Wednesday, March 6, 2013

Are iPads and other Gadgets Really Helping Kids Learn? Our Response

Educational Researcher and Reporter Peg Tyre recently penned a thoughtful article asking the question: Are iPads and Other Classroom Gadgets Really Helping Kids Learn? See here:

The article makes some valid points concerning costs particularly  when schools go full 1:1 with all staff and students. However, we here at Assabet Valley have implemented a pilot program which is summed  up best in this blog post by Principal Cale Birk entitled "We Can't Afford 1:1 See here:

While we have never truly considered or  looked at the overall costs of a full 1:1 model our philosophy is to bring in the technology in a smaller sample and see what works and doesn't work first. This is part of our progressive, innovative, yet responsible model towards technology.

We are sharing iPads among teachers, classrooms, and students and  it has been nothing but positive and given our curriculum and collaboration a nice jolt of excitement. With this model we have purchased iPads in a cost-effective and responsible way which allows  us to compile data on the technology in regards to student learning without going "all in" just yet. This has also been a time effective decision. We have given our students and staff a taste of the technology without making it the only approach we offer.
To counter the article's theory that iPads or the like can create seismic costs we have found that allowing teachers to share the iPads with one another and their classes has created 8 new mobile computer labs for us. At a time when time and space are critical to the curriculum the iPads we use throughout the science department have allowed us to get students on the internet researching the material as soon as they walk in the classroom door. Without them a teacher would have to fight for time and space in one 
of the computer labs with other teachers and lose a minimum of 20 minutes each time they do so walking back and forth and getting students logged into desktops.

In terms of student learning we only have a small sample of data as we are only half way through year one. But, if you consider student enthusiasm and engagement in your measurement then there is no question that technology in the classroom is helping our students to  learn.Both students and teachers have stated that the excitement in the classroom when the iPads are being used individually or in small groups is a great addition and change to the textbook research.

How could a picture in a textbook with a textbook type description compare to thousands of videos, other pictures, and several points of view about the subject. How is a teacher saying "look on page 47 for the answer"  comparable to a student using a device to research and find the answer on their own via the internet? This is real learning.Using the EduCreations app to create presentations complete with  real pictures,videos,and voice overs most definitely shows a higher level of learning and skill then our traditional poster board versions.

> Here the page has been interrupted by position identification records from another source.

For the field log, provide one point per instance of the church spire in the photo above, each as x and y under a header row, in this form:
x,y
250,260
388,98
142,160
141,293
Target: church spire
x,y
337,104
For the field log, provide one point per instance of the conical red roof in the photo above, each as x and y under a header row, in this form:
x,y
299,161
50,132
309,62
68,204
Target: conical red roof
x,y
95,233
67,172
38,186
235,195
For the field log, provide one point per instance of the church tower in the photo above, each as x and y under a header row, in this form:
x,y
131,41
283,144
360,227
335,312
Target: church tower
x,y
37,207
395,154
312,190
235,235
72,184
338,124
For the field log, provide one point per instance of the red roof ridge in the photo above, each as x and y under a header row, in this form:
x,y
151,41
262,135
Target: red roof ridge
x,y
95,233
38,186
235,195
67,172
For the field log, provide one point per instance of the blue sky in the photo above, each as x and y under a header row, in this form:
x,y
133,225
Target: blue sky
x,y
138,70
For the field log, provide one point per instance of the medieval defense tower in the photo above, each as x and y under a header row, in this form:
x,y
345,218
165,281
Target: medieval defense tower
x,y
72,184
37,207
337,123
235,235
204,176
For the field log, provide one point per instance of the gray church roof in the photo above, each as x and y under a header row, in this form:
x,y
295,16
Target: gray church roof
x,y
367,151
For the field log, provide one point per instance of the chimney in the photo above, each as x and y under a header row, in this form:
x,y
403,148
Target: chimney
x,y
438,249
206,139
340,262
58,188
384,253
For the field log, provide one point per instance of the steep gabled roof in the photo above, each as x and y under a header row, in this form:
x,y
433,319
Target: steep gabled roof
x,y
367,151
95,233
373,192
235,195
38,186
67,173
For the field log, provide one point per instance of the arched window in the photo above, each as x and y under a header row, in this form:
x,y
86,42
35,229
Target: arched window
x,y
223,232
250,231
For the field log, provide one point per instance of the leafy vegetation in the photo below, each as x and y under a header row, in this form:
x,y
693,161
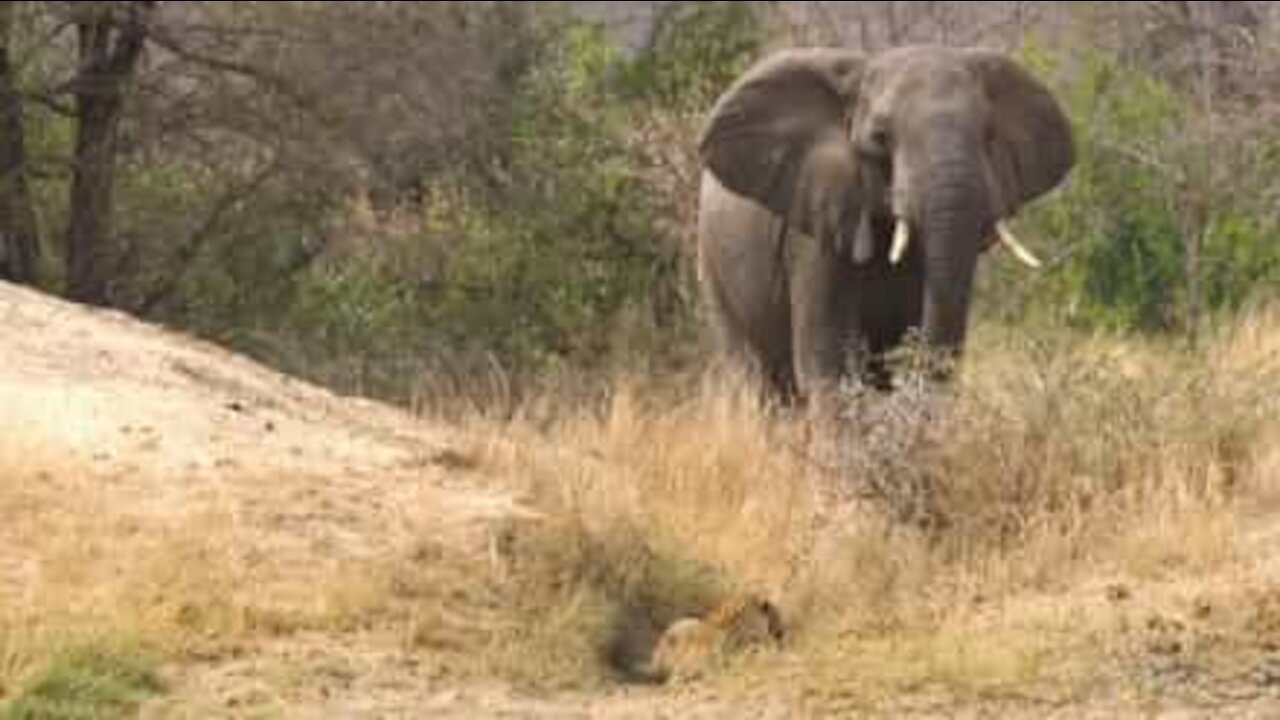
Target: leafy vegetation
x,y
88,682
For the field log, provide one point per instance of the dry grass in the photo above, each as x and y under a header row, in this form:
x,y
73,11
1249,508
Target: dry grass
x,y
1006,538
960,541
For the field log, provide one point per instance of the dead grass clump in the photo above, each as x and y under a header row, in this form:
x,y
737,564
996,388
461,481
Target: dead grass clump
x,y
1055,459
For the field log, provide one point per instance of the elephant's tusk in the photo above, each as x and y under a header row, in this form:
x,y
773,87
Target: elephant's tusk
x,y
1006,237
901,238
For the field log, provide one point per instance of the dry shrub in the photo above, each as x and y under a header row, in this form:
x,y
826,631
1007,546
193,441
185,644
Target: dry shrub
x,y
1055,460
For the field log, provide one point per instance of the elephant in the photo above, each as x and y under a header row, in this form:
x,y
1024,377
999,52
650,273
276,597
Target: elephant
x,y
845,200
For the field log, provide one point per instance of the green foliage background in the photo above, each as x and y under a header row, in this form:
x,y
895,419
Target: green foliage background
x,y
552,254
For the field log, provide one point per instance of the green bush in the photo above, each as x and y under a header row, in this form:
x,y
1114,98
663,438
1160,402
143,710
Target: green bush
x,y
1116,224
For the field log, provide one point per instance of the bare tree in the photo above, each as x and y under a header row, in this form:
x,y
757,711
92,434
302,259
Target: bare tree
x,y
110,39
19,233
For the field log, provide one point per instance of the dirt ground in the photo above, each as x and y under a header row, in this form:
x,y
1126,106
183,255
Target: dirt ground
x,y
118,436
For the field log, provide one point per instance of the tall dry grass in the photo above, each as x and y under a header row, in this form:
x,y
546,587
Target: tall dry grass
x,y
1057,461
924,540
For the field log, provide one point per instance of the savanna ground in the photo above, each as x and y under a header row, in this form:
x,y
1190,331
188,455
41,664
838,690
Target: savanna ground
x,y
1084,527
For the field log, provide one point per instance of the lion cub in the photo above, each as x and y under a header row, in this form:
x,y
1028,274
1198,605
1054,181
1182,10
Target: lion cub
x,y
690,645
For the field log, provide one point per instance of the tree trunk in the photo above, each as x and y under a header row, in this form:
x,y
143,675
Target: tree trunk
x,y
19,235
112,36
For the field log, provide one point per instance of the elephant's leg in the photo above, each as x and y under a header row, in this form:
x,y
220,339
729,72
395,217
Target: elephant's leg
x,y
745,290
891,310
822,315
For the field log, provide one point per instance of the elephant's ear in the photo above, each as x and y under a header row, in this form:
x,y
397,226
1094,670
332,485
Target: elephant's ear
x,y
1032,137
780,137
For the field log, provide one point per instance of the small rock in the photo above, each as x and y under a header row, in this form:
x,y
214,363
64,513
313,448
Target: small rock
x,y
1118,592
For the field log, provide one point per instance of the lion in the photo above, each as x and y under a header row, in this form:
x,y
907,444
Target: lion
x,y
690,645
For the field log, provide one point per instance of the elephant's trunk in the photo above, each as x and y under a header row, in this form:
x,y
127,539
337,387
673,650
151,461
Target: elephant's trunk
x,y
954,219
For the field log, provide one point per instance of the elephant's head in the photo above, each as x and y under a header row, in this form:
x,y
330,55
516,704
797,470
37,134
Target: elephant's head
x,y
917,155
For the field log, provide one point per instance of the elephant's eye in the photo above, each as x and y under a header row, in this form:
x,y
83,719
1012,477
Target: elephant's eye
x,y
876,144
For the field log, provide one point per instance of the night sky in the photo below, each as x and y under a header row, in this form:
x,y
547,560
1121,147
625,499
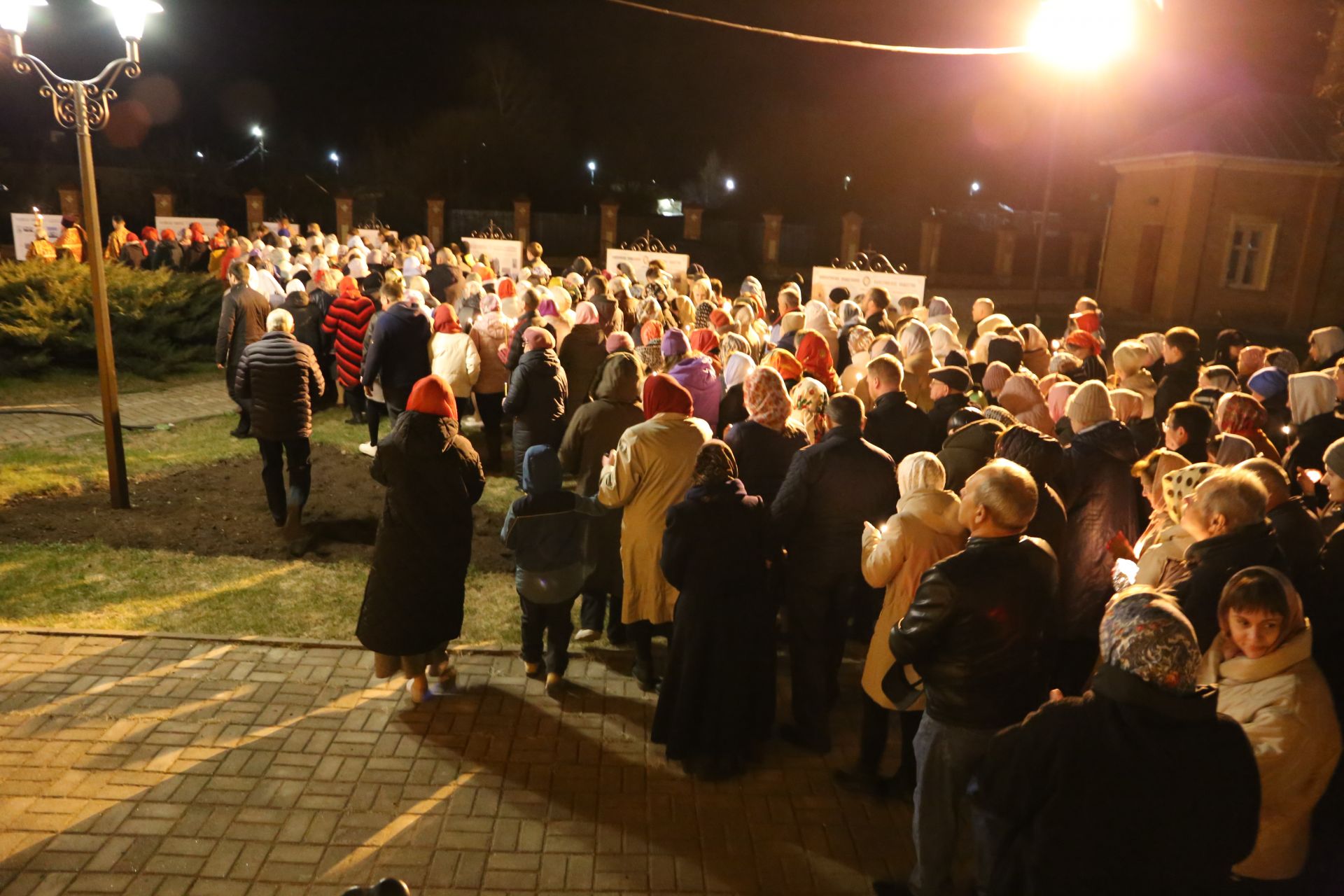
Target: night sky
x,y
483,101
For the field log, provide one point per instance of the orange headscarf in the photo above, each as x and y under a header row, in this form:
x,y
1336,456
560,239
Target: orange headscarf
x,y
433,396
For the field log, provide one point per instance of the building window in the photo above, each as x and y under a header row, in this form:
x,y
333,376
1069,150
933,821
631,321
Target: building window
x,y
1250,248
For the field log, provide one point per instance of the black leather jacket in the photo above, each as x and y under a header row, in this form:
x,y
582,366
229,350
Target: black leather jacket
x,y
981,631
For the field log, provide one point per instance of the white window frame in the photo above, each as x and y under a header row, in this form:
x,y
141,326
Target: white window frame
x,y
1268,227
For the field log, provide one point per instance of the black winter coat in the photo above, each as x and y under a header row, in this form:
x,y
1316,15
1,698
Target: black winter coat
x,y
280,381
413,601
764,454
1101,498
242,321
831,491
898,428
718,696
1211,564
1126,790
981,631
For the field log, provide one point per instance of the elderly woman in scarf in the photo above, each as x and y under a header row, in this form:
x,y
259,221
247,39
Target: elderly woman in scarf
x,y
717,703
647,473
1261,662
413,601
1139,788
766,442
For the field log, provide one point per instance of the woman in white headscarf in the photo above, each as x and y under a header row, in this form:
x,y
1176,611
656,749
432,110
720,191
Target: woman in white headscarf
x,y
917,354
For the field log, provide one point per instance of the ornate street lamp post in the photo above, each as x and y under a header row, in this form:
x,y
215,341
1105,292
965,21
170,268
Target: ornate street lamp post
x,y
83,106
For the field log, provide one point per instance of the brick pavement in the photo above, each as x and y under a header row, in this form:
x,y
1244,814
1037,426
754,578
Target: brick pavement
x,y
167,406
166,766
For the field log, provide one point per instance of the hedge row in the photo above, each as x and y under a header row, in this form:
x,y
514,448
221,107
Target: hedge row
x,y
160,320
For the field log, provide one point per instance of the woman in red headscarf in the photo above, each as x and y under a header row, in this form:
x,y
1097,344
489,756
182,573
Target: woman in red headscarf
x,y
648,473
417,583
346,323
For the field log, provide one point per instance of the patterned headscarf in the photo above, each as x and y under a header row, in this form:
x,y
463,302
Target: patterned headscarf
x,y
766,399
1145,634
1180,484
714,464
809,400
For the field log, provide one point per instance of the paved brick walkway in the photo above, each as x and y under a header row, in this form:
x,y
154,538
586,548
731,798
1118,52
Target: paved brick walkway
x,y
168,766
167,406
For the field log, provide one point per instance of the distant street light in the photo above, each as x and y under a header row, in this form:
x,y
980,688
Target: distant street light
x,y
83,106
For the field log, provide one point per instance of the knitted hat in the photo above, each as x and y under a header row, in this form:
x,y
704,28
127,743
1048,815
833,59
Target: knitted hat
x,y
1089,405
955,378
1335,457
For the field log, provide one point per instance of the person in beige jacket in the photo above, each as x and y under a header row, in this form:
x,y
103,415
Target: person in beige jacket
x,y
923,531
648,472
1261,662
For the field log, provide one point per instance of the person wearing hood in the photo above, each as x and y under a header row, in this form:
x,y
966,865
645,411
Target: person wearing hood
x,y
1326,348
1101,500
413,601
547,531
594,430
924,530
1139,786
1310,397
648,472
581,355
537,397
1261,662
830,491
694,372
765,442
733,406
717,703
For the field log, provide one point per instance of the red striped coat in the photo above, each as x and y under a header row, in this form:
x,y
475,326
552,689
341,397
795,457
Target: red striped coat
x,y
347,318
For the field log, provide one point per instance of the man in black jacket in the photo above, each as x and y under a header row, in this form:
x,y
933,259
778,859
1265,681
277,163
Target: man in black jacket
x,y
980,631
1180,370
242,321
280,378
894,424
400,351
831,491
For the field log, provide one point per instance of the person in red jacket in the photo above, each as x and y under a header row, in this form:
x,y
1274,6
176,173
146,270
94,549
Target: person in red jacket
x,y
346,323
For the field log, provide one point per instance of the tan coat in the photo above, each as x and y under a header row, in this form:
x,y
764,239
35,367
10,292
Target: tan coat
x,y
1284,706
652,472
923,531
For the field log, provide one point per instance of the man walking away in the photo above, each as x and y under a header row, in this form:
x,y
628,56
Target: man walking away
x,y
242,321
280,378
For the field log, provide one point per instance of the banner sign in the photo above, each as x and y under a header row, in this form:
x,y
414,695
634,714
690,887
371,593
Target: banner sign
x,y
507,253
860,281
638,261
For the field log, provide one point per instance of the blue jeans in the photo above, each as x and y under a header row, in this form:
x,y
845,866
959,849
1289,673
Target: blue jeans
x,y
946,757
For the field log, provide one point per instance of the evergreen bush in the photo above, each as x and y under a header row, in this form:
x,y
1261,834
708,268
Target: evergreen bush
x,y
160,320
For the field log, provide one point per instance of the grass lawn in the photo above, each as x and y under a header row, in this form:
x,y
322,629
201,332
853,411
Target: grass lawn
x,y
94,586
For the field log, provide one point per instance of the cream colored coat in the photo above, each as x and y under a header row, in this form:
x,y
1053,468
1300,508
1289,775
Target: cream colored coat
x,y
923,531
454,358
1284,706
652,472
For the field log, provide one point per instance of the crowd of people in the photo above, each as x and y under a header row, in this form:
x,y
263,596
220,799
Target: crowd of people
x,y
1102,602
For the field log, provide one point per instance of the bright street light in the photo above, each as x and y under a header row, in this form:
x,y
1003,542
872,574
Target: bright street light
x,y
1082,35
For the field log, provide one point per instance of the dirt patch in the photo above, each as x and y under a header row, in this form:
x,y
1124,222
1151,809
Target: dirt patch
x,y
220,510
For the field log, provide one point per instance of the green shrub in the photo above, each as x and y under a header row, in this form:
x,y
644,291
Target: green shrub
x,y
160,320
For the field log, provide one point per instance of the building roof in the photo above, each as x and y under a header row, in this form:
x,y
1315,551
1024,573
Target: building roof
x,y
1252,125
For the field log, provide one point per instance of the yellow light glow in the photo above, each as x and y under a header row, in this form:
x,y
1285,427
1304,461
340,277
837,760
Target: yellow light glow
x,y
1082,35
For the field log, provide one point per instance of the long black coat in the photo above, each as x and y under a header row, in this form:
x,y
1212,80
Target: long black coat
x,y
718,695
413,601
1126,790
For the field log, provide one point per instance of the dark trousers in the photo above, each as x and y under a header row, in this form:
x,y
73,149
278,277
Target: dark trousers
x,y
555,622
492,416
273,454
819,615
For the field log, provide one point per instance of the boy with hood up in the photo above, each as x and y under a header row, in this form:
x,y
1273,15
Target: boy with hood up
x,y
547,532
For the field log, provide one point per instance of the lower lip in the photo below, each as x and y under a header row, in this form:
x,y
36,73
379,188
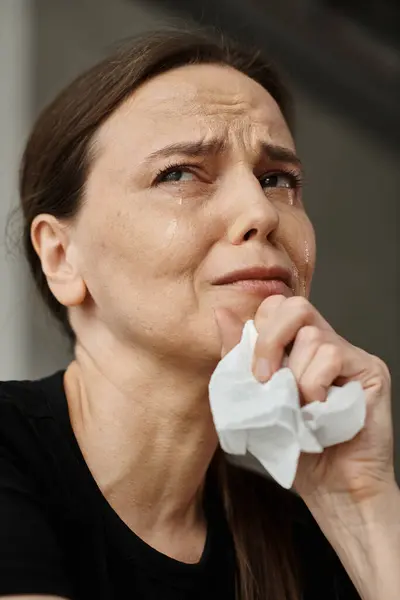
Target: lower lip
x,y
261,287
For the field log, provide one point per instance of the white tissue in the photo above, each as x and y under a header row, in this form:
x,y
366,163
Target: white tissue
x,y
266,419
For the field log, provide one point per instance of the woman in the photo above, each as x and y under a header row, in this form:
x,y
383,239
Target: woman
x,y
161,194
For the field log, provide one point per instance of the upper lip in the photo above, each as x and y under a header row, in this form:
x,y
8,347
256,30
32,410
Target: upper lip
x,y
256,272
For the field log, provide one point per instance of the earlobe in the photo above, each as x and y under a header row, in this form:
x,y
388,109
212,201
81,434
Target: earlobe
x,y
52,243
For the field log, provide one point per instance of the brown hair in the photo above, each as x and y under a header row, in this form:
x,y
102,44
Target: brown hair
x,y
52,180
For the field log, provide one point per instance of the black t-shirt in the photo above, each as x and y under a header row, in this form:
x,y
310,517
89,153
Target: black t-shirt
x,y
59,536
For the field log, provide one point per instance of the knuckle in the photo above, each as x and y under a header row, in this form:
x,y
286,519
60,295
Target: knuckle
x,y
309,389
332,354
310,335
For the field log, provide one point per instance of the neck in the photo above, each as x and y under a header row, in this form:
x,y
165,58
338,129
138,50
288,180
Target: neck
x,y
146,432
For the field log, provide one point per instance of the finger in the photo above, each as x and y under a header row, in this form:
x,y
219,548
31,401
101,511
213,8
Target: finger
x,y
278,328
323,370
304,348
230,327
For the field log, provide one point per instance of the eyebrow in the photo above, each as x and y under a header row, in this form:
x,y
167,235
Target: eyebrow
x,y
216,146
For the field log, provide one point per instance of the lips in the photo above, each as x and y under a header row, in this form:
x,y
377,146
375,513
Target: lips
x,y
256,273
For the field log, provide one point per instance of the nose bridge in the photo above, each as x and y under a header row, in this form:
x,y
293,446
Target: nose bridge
x,y
251,213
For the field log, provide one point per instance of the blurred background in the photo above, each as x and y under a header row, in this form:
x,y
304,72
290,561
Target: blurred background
x,y
342,61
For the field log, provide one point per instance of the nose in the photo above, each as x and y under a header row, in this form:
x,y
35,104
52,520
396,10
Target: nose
x,y
254,216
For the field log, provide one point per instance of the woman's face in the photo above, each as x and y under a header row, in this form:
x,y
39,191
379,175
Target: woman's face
x,y
194,177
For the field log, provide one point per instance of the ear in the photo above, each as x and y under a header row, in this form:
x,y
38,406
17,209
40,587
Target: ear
x,y
52,243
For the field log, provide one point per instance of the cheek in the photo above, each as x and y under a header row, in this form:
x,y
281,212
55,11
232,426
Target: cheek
x,y
297,237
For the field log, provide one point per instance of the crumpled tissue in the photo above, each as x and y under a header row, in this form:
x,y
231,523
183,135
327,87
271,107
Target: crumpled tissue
x,y
267,420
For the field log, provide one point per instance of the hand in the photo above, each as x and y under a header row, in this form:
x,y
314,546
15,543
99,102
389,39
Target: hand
x,y
355,471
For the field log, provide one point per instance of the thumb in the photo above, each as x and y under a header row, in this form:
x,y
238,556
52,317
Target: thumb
x,y
230,327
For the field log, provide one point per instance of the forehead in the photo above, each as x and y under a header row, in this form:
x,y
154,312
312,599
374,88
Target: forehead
x,y
195,100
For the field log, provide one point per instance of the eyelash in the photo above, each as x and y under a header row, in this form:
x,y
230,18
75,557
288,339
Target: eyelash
x,y
296,178
170,169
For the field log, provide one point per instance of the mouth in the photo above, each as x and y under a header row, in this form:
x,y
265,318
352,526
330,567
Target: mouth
x,y
259,280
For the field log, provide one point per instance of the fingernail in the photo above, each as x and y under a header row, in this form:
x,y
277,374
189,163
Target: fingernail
x,y
262,369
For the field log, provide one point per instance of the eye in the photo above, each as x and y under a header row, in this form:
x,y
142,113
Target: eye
x,y
281,180
174,175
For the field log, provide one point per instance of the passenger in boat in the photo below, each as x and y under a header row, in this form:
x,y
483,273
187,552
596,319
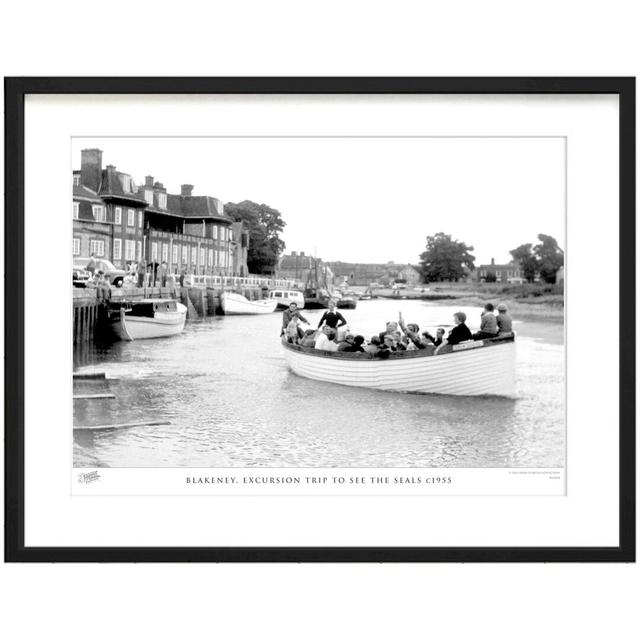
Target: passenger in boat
x,y
504,320
142,271
437,341
459,333
288,315
346,342
162,274
91,265
397,336
291,332
309,339
488,324
391,327
412,332
374,345
326,340
332,318
356,347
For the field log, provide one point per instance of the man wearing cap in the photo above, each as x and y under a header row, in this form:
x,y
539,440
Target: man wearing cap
x,y
459,333
504,320
288,315
488,324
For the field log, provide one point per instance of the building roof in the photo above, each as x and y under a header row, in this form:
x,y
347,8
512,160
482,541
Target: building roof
x,y
111,187
510,265
196,207
297,262
80,192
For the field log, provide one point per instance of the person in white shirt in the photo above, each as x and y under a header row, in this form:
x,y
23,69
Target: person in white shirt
x,y
325,340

As the blog post I have included points out we have also seen kids really excited on the days Ipads are used. However, they are not used everyday which is also another important piece to the discussion. For two decades now one of the biggest buzzwords around has been differentiation. The ability to reach students with  
 different styles of instruction is another critical piece to real learning.The technology we use in the classroom is a big part of differentiation. We have found that many students who did not always participate as much have found the new technology gives them a new means of expressing themselves.
 The connection of technology has really brought two different generations together for students and teachers. There is now a connection between students and teachers who are really learning  
 from each other.

At the end of the day devices and software programs will never replace great teachers. But, great teachers who use these devices and technologies well take learning to a whole new level.
 We have found that supplementing our curriculum with some great technology has increased student engagement and enthusiasm. With more engagement and enthusiasm naturally comes increased learning.